En maintenant sa candidature, Marine Le Pen offre un angle d'attaque à ses adversaires. Gabriel Attal l'a accusée de « prendre en otage » la campagne par une « guérilla judiciaire ». Raphaël Glucksmann a dénoncé « une déchéance politique dont on n'a pas pris la mesure », la comparant à Donald Trump. Manuel Bompard a pointé les « contradictions » de Marine Le Pen, qui critique régulièrement le « laxisme » judiciaire alors qu'elle demandait en 2013 des « peines d'inéligibilité à vie pour les élus condamnés pour détournement de fonds publics ».

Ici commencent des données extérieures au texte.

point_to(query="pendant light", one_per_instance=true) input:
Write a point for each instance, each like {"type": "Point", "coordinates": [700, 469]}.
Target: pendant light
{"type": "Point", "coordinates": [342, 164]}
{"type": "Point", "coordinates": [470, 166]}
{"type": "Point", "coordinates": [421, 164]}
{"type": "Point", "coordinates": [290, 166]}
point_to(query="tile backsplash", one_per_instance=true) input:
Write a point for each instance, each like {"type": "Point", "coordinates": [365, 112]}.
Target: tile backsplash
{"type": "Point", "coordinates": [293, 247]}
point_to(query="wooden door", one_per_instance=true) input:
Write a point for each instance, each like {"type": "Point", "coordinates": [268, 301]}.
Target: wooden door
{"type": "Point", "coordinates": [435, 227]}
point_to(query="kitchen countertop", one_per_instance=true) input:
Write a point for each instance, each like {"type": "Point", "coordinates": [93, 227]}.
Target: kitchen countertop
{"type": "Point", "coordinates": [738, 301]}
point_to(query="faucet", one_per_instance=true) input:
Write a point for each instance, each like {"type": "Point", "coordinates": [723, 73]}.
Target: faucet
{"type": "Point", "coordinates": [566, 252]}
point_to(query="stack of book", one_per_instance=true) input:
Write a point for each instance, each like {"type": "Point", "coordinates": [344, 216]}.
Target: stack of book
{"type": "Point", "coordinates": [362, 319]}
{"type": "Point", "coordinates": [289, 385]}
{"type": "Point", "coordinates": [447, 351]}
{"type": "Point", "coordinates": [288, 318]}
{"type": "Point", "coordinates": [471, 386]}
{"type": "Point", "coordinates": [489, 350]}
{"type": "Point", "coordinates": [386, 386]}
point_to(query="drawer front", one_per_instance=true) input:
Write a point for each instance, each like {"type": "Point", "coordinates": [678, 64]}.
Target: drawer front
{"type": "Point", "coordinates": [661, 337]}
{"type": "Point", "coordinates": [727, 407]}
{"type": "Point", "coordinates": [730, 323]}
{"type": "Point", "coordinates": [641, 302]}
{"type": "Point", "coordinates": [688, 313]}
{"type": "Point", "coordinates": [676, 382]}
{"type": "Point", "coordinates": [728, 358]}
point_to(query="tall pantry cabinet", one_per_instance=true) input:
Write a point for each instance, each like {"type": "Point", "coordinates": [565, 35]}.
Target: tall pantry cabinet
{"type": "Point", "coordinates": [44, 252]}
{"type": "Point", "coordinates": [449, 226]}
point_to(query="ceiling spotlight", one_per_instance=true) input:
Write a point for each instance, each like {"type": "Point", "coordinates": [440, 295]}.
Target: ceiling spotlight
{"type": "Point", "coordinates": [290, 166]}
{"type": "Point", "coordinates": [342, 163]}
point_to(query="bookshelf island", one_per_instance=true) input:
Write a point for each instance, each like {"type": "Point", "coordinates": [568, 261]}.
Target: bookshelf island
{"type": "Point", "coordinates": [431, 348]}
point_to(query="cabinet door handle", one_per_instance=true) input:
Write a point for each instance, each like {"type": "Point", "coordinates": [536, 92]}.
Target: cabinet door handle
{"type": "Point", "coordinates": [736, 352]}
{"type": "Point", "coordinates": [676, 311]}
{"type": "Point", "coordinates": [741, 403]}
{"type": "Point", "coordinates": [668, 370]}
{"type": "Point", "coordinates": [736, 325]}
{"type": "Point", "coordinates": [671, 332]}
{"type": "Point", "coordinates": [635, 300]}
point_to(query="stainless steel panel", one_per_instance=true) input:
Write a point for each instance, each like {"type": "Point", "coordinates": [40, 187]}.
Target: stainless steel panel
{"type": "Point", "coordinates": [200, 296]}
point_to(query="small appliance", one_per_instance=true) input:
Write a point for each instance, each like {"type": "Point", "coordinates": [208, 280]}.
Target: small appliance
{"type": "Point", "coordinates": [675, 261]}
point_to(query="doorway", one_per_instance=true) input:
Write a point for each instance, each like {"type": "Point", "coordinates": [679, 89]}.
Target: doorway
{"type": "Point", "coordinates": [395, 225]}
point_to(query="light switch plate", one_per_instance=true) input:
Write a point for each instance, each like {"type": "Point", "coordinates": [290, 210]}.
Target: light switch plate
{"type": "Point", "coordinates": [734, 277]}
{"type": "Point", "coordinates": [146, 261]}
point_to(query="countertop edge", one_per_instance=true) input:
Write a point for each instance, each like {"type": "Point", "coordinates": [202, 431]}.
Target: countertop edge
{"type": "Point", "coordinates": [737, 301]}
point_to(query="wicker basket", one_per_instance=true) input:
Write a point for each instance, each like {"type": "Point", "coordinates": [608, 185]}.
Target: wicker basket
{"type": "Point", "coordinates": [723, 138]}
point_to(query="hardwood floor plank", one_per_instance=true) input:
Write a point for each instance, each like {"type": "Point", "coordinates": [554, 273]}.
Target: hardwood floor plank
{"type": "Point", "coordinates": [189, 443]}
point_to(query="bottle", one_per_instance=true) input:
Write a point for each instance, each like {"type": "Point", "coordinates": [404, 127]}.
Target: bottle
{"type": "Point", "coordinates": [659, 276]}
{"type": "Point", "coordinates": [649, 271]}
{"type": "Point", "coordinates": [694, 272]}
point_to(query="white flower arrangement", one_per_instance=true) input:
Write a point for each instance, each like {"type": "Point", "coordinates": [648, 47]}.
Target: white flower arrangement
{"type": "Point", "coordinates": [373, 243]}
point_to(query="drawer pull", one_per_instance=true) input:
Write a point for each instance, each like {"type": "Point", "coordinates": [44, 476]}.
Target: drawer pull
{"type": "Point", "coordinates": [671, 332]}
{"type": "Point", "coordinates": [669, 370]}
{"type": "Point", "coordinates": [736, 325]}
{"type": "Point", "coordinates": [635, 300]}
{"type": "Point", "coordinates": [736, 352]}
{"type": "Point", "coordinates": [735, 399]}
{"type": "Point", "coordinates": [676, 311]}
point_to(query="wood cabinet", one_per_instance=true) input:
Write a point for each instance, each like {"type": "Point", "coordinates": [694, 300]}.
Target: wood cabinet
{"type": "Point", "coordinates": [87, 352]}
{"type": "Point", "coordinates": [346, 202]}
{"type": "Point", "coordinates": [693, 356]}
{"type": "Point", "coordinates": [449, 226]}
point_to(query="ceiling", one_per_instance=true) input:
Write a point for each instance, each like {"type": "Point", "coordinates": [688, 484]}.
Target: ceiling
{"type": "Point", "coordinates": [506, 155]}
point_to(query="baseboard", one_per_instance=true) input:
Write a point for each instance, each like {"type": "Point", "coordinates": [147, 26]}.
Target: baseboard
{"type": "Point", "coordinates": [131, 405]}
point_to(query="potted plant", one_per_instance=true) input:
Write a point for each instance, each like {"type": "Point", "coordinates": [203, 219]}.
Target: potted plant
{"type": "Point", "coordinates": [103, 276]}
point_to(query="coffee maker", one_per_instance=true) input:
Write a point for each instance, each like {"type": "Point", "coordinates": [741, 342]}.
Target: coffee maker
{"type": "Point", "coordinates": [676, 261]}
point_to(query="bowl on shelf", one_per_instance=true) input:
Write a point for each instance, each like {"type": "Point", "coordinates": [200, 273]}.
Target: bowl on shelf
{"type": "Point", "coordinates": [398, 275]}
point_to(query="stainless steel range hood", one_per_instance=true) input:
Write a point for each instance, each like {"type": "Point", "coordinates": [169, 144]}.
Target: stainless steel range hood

Un déplacement perturbé à La Flèche

Mercredi, Marine Le Pen était en déplacement avec Jordan Bardella sur un marché de La Flèche, dans la Sarthe, une ville conquise par le RN aux dernières municipales. Mais des dizaines de manifestants, dont des insoumis, ont accueilli la candidate sous les sifflets, l'obligeant à écourter sa déambulation. Gilles Pennelle a balayé les critiques : « Bien évidemment que nos adversaires vont nous attaquer, mais nous considérons toujours que nous sommes innocents. Et Marine Le Pen a montré qu'elle avait le cuir épais ». Marine Le Pen a appelé le ministère de l'Intérieur à garantir des conditions de campagne normales, sans violences. L'épisode rappelle la campagne de François Fillon en 2017, entachée par des affaires judiciaires.